When the editor is empty and the agent is idle, a random suggestion from a curated template list appears as ghost text. Templates include common tasks like “Explain the project structure”, “Run the tests and fix any failures”, and “Review the recent changes for issues”.

Ghost text is suppressed while the agent is processing a turn and reappears after the turn ends.

When you start typing (4+ characters), the extension calls a fast, cheap model to suggest a completion. The suggestion appears as ghost text after your cursor — hit Tab to accept.

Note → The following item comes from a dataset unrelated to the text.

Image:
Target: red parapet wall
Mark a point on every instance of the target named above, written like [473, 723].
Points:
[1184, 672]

The default model is Groq Llama 3.1 8B ($0.05/$0.08 per million tokens). At ~50 tokens per suggestion, 100 suggestions cost ~$0.004.

If the configured model isn’t available, the extension walks a fallback chain until it finds one with a valid API key:

  1. groq/llama-3.1-8b-instant (default)
  2. anthropic/claude-haiku-4-5
  3. anthropic/claude-3-5-haiku-latest
  4. openai/gpt-4o-mini
  5. Cheapest available model in your registry (sorted by input cost)

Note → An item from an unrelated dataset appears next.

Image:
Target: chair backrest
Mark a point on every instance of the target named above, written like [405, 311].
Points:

The model is resolved once per session on the first autocomplete trigger. If no model in the chain has auth configured, inline autocomplete silently disables itself.

Each autocomplete call sends:

  • System prompt — instructs the model to act as an inline autocomplete engine predicting how a developer will finish their sentence. The model is told to reply with only the completion text, not repeat the input or add formatting.
  • Conversation context — the last 6 user/assistant text exchanges from the current session (up to 2,000 characters total). Individual messages are capped at 500 characters. Tool calls and tool results are excluded — only human-readable text is included. This gives the model awareness of what you’ve been working on so suggestions stay relevant.
  • Partial input — what you’ve typed so far, sent as the user message.
  • ParametersmaxTokens: 60, temperature: 0.3. The response is cleaned to the first line only.
  • Debounces at 600ms after you stop typing
  • Cancels in-flight requests on new keystrokes (AbortController)
  • Skips slash commands (handled by structural autocomplete)
  • Capped at 200 calls per session as a cost guardrail
  • Suppressed while the agent is processing a turn
SettingDefaultDescription
prompt-suggestions.enabledtrueEnable/disable the extension entirely
prompt-suggestions.autocompletetrueEnable/disable LLM autocomplete (idle suggestions still work)
prompt-suggestions.modelgroq/llama-3.1-8b-instantModel for autocomplete (provider/model-id)
prompt-suggestions.debounceMs600Debounce delay before calling the model

Add settings to ~/.tallow/settings.json:

{
"prompt-suggestions.enabled": true,
"prompt-suggestions.autocomplete": true,
"prompt-suggestions.model": "groq/llama-3.1-8b-instant",
"prompt-suggestions.debounceMs": 600
}

The extension adds ghost text rendering to the Editor component (packages/tallow-tui). Ghost text is rendered as dim ANSI text (\x1b[2m) after the cursor position, truncated to fit the available content width.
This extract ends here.